Pièges fréquents en calcul bobine Tesla

  • Ignorer la capacité du topload : c’est la cause la plus fréquente d’une fréquence calculée trop élevée.
  • Confondre hauteur du tube et hauteur bobinée : seule la longueur effectivement enroulée compte pour le calcul principal.
  • Utiliser une inductance primaire théorique non vérifiée : la géométrie réelle des spires primaires change beaucoup la valeur finale.
  • Oublier l’effet de l’environnement : sol, châssis métallique, protections et même proximité du corps humain peuvent décaler la résonance.
  • Surestimer l’isolation de l’air : l’humidité, les pointes vives et la contamination de surface réduisent vite la tenue réelle.

Sources techniques utiles et références d’autorité

Pour approfondir la théorie des circuits résonants, des champs électromagnétiques et des propriétés des matériaux, vous pouvez consulter des ressources académiques et institutionnelles reconnues. Ces références sont précieuses pour valider les constantes physiques, les ordres de grandeur et les modèles simplifiés utilisés dans les calculateurs de pré-dimensionnement.

Conclusion

Un bon calcul bobine Tesla repose sur une idée simple : la performance spectaculaire d’une machine dépend d’un accord électromagnétique très précis. Lorsque vous maîtrisez l’inductance de la secondaire, la capacité propre, la charge du topload et l’accord primaire, vous passez d’une construction empirique à une vraie démarche de conception. Le calculateur présenté ici vous aide à franchir cette étape rapidement, avec des estimations suffisamment fiables pour orienter une réalisation sérieuse.

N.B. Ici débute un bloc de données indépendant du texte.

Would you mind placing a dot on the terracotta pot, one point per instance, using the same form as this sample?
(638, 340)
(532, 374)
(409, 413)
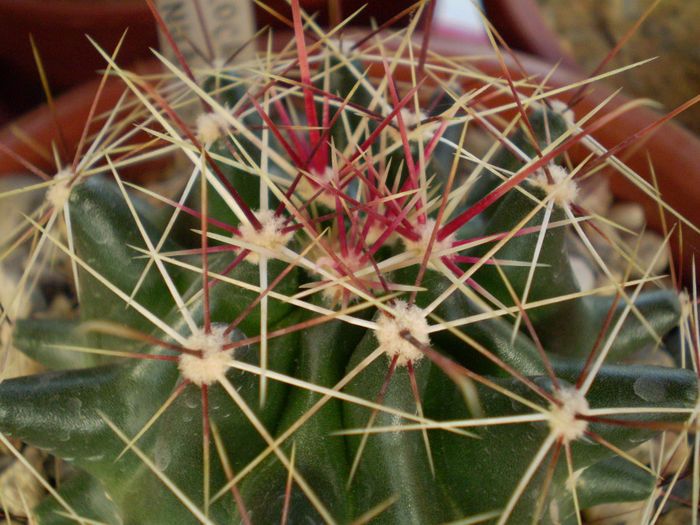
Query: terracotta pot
(673, 151)
(520, 24)
(59, 28)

Il faut toutefois garder en tête qu’une bobine Tesla reste un système haute tension réel, soumis à des effets de couplage, de pertes et de décharges qui ne peuvent pas être capturés parfaitement par un seul modèle simplifié. Utilisez donc les résultats comme base de départ, puis confirmez-les par des essais progressifs, des mesures et une gestion rigoureuse de la sécurité électrique.